In the end, that stillness stands on it's own for anyone who cares to see it.
But yes, if you assume the posture of the Buddha because it is what the what the Buddha taught, if you accept the Buddha as your teacher and guide and wholeheartedly practice the zazen of the Buddha, then Zen is Buddhism.
But if you sit silently, expecting nothing, listening for God, then eventually this stillness, too, is bliss.
_()_

Anonymous said...

So what you're saying is it's the difference between Zen and zen?

Jinzang said...

It's a system of beliefs
That makes you look down
At the whole human race
From a comfortable cloud
And you'll never come down

And you won't come around
Yeah and you'll never come down

(Moev)

telecasterroy said...

Zen Buddhism is a religion. It has priests, robes, rituals, ceremonies. There is a central organization monitoring all the temples/centers. Priests marry, people, conduct funerals, act as chaplains, etc.
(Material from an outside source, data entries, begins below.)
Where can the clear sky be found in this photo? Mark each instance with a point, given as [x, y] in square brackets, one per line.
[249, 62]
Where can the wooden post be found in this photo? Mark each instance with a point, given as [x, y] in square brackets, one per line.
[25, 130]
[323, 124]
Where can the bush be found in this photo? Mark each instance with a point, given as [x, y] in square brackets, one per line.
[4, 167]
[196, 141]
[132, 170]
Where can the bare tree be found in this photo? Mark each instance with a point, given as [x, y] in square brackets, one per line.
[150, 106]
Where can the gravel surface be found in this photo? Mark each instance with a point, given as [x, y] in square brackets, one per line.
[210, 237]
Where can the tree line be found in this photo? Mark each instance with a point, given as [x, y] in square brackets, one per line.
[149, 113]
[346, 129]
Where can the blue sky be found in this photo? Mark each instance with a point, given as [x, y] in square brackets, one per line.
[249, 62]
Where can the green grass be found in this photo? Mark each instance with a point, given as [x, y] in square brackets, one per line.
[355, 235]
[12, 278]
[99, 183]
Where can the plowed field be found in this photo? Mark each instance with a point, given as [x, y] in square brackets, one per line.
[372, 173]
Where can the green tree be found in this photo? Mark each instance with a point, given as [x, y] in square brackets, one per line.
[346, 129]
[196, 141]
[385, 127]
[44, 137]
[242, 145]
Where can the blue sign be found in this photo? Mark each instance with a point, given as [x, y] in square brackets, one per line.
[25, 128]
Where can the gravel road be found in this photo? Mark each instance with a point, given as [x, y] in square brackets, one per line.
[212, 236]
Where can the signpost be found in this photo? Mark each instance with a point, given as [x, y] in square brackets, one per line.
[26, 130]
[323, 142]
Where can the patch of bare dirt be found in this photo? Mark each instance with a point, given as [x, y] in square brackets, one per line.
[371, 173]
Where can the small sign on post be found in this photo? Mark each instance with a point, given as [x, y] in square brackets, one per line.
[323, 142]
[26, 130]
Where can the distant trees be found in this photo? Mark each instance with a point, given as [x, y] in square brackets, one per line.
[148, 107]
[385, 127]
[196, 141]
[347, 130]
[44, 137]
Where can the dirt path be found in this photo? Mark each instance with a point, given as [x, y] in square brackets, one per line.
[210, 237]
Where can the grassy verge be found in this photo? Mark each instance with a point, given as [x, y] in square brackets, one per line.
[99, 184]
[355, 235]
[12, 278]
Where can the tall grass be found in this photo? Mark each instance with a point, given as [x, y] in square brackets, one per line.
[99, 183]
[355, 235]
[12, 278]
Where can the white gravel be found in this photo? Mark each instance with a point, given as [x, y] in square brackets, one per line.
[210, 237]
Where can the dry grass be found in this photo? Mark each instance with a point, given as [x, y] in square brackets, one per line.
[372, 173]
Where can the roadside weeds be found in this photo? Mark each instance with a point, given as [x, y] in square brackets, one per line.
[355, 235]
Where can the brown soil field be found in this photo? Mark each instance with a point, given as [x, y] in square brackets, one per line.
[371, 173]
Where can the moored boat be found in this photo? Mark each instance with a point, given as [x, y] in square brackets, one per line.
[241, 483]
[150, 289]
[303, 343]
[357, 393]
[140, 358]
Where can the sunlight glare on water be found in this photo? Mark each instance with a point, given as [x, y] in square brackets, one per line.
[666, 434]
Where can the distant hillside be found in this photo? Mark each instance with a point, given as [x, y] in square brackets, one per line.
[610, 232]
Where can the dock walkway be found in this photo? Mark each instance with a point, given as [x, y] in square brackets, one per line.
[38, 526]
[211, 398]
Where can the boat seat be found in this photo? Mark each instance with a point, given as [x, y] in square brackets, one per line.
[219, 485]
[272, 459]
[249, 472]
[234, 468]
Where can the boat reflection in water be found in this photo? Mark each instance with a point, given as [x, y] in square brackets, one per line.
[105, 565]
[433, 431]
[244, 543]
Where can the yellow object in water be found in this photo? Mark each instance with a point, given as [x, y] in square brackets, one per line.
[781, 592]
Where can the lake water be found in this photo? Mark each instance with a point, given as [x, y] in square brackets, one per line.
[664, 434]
It's a religion.
Sure, one could practice "zazen" and not get caught up in the religious aspects of Zen Buddhism. But the religious trappings are fully available at every Zen Center/Temple I've ever been to in the US.

Anirudh Kumar Satsangi said...

Rebirth is ‘YES’. I know about my previous birth. My most Revered Guru of my previous life His Holiness Maharaj Sahab, 3rd Spiritual Head of Radhasoami Faith had revealed this secret to me during trance like state.
HE told me, “Tum Sarkar Sahab Ho” (You are Sarkar Sahab). Sarkar Sahab was one of the most beloved disciple of His Holiness Maharj Sahab.

Since I don’t have any direct realization of it so I can not claim the extent of its correctness. But it seems to be correct. During my previous birth I wanted to sing the song of ‘Infinite’ but I could not do so then since I had to leave the mortal frame at a very early age. But through the unbounded Grace and Mercy of my most Revered Guru that desire of my past birth is being fulfilled now.